Markel also relied upon the “ultimate net loss” provision of its policy in order to argue that it need not show prejudice in order to be excused from a duty to indemnify. Specifically, the “ultimate net loss” provision provides that Markel is obligated to pay Lennar’s “ultimate net loss,” which is defined as “the total amount of [property] damage for which [Lennar] is legally liable,” and such loss “may be established by adjudication, arbitration, or a compromise settlement to which we have previously agreed in writing.” In other words, the “ultimate net loss” provision permits Lennar to recover for its losses established by adjudication, arbitration, or settlement “to which we have previously agreed in writing.”

The Court did not agree with this argument, holding that Lennar’s breach of this provision was not material. The “ultimate net loss” provision is not a policy requirement that should be considered essential to coverage, and its purpose is effectively the same as the voluntary payments provision. Accordingly, the Court held that a breach of the ultimate net loss provision must be accompanied by a finding of prejudice in order to excuse performance by the insurer.

Another issue was Markel’s position that the whole amount of damages found by the jury was not covered by the policy. The jury awarded damages to Lennar for the cost to remove and replace all of the EIFS on all of the homes, even though it was indisputable that some of the homes had little or no damage. Lennar’s damage model did not distinguish between the amount it expended on repairing homes that actually had water damage and homes that had none.
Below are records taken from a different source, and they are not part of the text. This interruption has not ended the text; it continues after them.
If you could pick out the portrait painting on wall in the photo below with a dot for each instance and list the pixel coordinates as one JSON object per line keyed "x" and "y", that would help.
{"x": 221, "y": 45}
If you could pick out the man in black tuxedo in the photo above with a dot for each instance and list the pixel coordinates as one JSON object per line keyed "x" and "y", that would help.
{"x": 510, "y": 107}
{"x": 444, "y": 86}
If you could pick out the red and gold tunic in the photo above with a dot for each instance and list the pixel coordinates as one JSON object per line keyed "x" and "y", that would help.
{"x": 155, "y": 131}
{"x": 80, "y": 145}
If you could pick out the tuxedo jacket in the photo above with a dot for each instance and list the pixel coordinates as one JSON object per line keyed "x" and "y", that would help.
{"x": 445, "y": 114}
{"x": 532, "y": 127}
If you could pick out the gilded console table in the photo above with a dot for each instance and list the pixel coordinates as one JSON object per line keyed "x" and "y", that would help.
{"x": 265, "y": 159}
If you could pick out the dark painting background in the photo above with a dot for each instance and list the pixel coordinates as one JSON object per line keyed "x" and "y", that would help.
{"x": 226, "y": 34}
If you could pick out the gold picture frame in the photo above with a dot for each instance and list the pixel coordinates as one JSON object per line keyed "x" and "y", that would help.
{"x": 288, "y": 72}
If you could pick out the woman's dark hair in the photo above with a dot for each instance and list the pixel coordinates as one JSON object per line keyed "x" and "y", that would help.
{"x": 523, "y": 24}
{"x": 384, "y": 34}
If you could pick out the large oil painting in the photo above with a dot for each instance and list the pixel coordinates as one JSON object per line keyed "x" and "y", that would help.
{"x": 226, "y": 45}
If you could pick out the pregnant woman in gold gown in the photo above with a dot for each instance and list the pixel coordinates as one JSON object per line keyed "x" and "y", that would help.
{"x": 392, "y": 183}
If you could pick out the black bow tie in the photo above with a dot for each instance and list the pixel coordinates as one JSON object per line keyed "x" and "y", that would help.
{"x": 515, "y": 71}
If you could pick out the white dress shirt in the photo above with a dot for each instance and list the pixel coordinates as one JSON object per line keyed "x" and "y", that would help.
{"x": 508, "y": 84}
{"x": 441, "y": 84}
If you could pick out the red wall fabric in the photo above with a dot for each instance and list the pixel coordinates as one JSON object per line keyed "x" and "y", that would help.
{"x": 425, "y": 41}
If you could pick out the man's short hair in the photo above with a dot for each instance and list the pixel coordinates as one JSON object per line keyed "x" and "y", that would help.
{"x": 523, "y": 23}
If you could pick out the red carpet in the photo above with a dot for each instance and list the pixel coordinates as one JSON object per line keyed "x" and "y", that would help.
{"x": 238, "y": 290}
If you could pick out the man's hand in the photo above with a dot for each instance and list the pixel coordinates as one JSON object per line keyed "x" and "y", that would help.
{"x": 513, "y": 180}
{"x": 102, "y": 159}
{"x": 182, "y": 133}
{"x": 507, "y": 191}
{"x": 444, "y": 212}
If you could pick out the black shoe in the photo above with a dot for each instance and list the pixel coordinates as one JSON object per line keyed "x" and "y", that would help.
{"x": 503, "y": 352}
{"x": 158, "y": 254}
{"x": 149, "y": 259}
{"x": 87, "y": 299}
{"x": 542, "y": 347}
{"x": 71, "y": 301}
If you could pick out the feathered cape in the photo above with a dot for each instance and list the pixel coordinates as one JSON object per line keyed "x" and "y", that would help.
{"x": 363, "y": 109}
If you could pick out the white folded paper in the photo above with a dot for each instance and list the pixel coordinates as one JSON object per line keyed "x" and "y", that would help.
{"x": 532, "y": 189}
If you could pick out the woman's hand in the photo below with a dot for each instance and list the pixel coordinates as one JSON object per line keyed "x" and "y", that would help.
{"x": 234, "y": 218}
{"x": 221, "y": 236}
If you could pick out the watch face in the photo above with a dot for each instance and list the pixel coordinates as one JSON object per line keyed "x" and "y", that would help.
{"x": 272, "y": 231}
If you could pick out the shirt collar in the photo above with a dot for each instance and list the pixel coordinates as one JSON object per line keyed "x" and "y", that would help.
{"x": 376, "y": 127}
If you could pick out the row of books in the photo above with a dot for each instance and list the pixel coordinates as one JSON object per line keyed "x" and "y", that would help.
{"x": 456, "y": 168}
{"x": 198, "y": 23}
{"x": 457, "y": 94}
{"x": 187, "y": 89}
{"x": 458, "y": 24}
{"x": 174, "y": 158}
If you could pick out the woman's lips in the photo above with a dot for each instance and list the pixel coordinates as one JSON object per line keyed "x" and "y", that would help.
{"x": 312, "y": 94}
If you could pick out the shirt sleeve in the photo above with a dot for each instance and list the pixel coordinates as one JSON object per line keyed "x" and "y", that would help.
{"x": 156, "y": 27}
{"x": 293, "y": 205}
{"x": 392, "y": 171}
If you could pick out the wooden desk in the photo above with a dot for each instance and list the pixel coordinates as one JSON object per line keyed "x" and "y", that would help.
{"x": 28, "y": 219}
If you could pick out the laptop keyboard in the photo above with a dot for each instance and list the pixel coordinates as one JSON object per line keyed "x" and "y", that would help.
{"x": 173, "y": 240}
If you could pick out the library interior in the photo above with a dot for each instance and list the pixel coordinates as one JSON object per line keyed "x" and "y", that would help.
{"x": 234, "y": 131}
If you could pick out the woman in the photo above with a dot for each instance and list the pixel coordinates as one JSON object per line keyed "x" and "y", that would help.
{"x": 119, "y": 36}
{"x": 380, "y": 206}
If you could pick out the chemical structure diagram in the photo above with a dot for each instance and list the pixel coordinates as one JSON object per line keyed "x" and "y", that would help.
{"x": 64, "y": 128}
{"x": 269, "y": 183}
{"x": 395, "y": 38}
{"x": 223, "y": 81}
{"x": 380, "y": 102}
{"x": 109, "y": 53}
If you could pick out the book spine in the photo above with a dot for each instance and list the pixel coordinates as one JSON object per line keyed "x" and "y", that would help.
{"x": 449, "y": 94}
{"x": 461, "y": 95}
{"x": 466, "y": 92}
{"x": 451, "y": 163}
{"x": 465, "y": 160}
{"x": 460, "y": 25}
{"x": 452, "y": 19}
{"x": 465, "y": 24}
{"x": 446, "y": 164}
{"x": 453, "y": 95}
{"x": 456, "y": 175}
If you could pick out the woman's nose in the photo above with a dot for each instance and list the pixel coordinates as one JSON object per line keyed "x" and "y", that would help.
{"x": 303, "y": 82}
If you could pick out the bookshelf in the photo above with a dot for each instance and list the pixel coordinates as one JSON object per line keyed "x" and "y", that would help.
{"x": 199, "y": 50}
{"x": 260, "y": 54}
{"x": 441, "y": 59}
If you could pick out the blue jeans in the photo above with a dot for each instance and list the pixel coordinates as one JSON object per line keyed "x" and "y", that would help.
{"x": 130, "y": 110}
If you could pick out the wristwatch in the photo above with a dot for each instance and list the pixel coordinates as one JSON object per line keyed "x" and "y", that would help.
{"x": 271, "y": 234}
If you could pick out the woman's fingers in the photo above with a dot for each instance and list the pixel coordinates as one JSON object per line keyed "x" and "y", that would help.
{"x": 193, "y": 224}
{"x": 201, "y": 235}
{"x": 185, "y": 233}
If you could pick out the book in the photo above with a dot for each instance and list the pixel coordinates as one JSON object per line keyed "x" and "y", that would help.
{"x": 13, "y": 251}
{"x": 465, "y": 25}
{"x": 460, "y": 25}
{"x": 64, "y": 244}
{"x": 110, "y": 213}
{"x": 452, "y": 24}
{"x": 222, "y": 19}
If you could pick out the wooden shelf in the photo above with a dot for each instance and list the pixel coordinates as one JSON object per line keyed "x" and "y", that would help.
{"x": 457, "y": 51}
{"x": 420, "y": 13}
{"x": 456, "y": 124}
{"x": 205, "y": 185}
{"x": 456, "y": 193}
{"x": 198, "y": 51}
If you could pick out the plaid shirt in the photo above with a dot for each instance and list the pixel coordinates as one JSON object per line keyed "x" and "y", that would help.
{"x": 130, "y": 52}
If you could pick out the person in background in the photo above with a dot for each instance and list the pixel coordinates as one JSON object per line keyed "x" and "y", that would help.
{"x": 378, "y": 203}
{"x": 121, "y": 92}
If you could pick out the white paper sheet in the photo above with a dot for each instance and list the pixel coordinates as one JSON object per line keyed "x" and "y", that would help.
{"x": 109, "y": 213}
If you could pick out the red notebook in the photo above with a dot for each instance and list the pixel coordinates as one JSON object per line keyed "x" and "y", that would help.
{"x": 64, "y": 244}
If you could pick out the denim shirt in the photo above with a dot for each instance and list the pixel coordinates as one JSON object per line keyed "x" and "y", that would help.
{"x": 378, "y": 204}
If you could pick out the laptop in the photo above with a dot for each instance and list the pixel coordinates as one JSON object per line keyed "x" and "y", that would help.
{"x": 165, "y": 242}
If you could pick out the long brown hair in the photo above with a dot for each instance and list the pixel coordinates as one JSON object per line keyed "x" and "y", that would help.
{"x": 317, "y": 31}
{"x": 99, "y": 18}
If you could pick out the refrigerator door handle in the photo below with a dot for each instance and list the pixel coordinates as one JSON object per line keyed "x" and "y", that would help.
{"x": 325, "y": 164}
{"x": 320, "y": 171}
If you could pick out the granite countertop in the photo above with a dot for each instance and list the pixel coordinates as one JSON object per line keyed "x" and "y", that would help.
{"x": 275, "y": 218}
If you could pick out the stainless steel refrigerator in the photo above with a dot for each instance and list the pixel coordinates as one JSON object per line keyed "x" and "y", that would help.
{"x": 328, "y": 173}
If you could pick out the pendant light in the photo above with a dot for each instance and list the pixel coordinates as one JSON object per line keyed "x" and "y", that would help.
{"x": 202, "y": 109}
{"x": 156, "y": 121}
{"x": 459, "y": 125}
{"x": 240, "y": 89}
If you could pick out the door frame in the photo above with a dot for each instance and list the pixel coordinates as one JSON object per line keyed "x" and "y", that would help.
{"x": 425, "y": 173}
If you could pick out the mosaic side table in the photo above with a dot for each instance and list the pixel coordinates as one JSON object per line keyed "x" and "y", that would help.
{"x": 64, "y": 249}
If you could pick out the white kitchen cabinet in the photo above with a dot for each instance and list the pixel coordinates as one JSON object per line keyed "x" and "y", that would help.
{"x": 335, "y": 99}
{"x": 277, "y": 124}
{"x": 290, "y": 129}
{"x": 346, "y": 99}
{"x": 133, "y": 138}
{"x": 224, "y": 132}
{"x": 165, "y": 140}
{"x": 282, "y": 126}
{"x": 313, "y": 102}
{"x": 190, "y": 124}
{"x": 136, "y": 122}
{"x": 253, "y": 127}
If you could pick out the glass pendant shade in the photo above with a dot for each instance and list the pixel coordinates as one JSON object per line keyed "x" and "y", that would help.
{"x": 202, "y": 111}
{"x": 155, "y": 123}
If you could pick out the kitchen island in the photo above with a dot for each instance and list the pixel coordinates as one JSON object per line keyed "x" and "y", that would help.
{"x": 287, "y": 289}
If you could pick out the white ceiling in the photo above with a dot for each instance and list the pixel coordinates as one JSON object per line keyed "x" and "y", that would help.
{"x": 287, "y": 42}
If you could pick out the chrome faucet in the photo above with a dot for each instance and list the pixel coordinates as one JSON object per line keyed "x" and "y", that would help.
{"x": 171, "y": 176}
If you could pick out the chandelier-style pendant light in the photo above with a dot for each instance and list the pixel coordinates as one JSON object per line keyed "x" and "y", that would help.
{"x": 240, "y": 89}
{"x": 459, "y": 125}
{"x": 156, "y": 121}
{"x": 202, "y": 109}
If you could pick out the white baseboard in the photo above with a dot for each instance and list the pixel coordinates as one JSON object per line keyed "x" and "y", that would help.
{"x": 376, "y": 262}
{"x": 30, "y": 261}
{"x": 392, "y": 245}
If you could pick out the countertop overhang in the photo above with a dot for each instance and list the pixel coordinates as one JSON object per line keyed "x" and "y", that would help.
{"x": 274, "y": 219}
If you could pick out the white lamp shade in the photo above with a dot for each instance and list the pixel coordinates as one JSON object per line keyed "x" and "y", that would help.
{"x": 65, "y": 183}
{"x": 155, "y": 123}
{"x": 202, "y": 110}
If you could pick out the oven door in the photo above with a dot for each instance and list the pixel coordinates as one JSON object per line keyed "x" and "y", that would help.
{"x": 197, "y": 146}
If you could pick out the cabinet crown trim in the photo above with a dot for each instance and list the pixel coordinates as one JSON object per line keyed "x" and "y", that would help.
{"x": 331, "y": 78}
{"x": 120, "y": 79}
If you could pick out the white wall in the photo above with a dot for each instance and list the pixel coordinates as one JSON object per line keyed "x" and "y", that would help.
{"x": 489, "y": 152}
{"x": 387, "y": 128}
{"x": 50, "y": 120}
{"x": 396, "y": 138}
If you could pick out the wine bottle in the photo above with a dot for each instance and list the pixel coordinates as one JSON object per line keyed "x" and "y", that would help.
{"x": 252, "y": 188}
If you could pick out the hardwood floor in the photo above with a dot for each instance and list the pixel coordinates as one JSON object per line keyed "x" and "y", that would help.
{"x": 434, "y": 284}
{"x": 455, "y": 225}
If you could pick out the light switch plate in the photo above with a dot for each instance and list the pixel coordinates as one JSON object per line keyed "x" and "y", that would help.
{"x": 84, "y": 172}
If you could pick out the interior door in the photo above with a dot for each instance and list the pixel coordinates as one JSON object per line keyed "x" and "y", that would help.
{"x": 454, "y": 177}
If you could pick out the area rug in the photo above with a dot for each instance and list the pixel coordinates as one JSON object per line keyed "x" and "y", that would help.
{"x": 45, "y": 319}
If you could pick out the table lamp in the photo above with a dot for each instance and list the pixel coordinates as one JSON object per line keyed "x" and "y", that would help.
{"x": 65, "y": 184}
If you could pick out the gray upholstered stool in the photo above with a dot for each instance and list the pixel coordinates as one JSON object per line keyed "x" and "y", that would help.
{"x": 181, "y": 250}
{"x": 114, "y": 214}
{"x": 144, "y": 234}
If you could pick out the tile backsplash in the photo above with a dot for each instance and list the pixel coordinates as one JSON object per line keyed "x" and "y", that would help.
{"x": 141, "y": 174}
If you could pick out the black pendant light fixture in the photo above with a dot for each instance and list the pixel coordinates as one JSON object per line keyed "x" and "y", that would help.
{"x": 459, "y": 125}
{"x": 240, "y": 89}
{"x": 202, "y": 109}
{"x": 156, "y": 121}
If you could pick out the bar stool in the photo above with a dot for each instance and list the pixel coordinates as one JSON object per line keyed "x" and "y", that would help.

The trial court asked the jury to find for each home the amount “incurred in payment of property damage,” which the court defined as “the cost to remove and replace the EIFS in order to access and repair underlying water damage or in order to determine the areas of underlying water damage, the cost to repair any water damage to the home,” or the cost to repair property damage to the home that occurred in the course of repairing water damage to the home.

Markel reasoned that Lennar’s failure to distinguish between remediation costs to homes that actually had property damage and those that did not inherently lead to including costs that were not “because of” property damage that “occurred during the policy period,” as required by the policy. Specifically, Markel complained that the costs Lennar incurred to determine, not repair, the areas of the homes that had water damage was not covered by the policy. The Court stated that the phrase “because of” is susceptible to a broad definition, and “[u]nder no reasonable construction of the phrase can the cost of finding EIFS property damage in order to repair it not be considered to be ‘because of’ the damage.” The Court determined that the cost to find the damage caused by EIFS fell under the policy. In other words, investigation costs morphed into damages.

Finally, Markel posited that it should only be held responsible for “property damage” which occurred during its policy period. The evidence at trial showed that Lennar stopped using EIFS in 1998, and that water damage from EIFS typically begins within six to 12 months after home construction is completed. But, in its sole instance of judicial restraint in this case, the Court refrained from revisiting allocation issues and simply reiterated its adherence to its past ruling in American Physicians Insurance Exchange v. Garcia, 876 S.W.2d 842 (Tex. 1994) which allows insurers to reallocate a loss among themselves according to their subrogation rights. However, even this one seemingly straightforward ruling raises serious questions in this context since the other carriers had already settled, leaving no apparent opportunity for Markel to reallocate.

A New Trend?

This opinion is essentially a frontal assault on several critical provisions of liability policies that will assuredly lead to further litigation, revisions to policy language, and hopefully a motion for rehearing in this case. However, as this was a unanimous decision with only one concurring opinion, this decision may indicate a shift in the Court’s approach in insurance cases to a more results-oriented jurisprudence.